Thursday, October 2, 2008

What Price Hollywood?

As part of TCM's 80th anniversary salute to RKO Radio Pictures, they showed the 1932 movie What Price Hollywood? last night. The story is of an alcoholic producer who meets and falls in love with a wannabe actress. If the story sounds familiar, it should: it's been more or less remade several times, under the title A Star Is Born.

I personally prefer the 1937 version of A Star Is Born. Janet Gaynor plays Esther Blodgett, the young woman who leaves her home in the Midwest against her parents' wishes to try to make it in Hollywood. Needless to say, Hollywood isn't so kind on her, as she finds out that there are tens of thousands of people who want to become stars.

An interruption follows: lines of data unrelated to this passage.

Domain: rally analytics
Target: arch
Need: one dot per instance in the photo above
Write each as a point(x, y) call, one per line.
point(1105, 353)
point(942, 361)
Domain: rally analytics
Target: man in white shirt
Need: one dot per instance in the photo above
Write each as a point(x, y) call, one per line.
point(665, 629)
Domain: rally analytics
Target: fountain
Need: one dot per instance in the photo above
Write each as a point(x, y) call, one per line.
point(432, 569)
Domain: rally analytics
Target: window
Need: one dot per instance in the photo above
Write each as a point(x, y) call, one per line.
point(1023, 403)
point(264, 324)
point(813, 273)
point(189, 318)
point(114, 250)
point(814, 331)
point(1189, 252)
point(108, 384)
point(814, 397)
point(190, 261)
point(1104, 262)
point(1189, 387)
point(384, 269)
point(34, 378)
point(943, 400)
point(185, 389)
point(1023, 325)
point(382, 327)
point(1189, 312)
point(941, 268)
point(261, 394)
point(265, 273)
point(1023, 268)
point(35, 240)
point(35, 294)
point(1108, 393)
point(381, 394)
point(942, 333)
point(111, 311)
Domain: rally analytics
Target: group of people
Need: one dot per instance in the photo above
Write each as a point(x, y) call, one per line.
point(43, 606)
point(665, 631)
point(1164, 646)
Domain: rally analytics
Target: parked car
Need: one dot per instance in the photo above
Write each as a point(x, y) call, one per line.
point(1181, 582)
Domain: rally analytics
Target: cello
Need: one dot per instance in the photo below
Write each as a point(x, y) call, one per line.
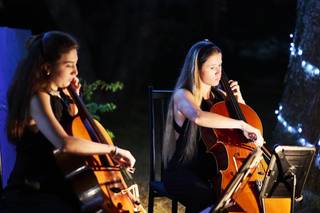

Fate hands her a lifeline, however, when, with the help of housemate Andy Devine, she gets a job as a waitress at a big Hollywood party. Drunk actor Norman Maine (played by Fredric March) sees her and is immediately smitten with her, helping her in her career, and eventually falling in love with her despite the fact that her career, after a change of name to Vicky Lester, is on the rise, while his is waning due to his constant drinking. A Star Is Born is melodrama, to be sure, but in this case, it's quite good melodrama. Janet Gaynor is good, Fredric March is excellent, and the supporting cast is full of the sort of people who played secondary roles throughout their careers, but were of great use to the studio system in that their presence made everything they were in sparkle. Adolphe Menjou plays a movie producer; the aforementioned Devine is constantly genial, and elderly May Robson is wonderful as Esther's grandmother, who goes against the wishes of Esther's parents and encourages her to go to Hollywood to fulfill her dream.

The 1937 version of A Star Is Born is in lovely Technicolor, and this was a deliberate decision. It was felt that filming the movie in color would help to make Hollywood look even more glamorous, showing the very glamour that drove all those Esther Blodgetts to make their way to Hollywood to try to become the next Vicky Lester. The more interesting thing, however, came about at Oscar time. Despite being very similar to What Price Hollywood?, A Star Is Born was nominated in the Best Original Story category. Even more surprisingly, it won. A Star Is Born has been remade under that title twice; in the 1950s with Judy Garland and James Mason, and in the 1970s with Barbra Streisand and Kris Kristofferson. (What on earth was Hollywood thinking in the 1970s?) All three versions of A Star is Born are available on DVD, but What Price Hollywood? doesn't seem to be.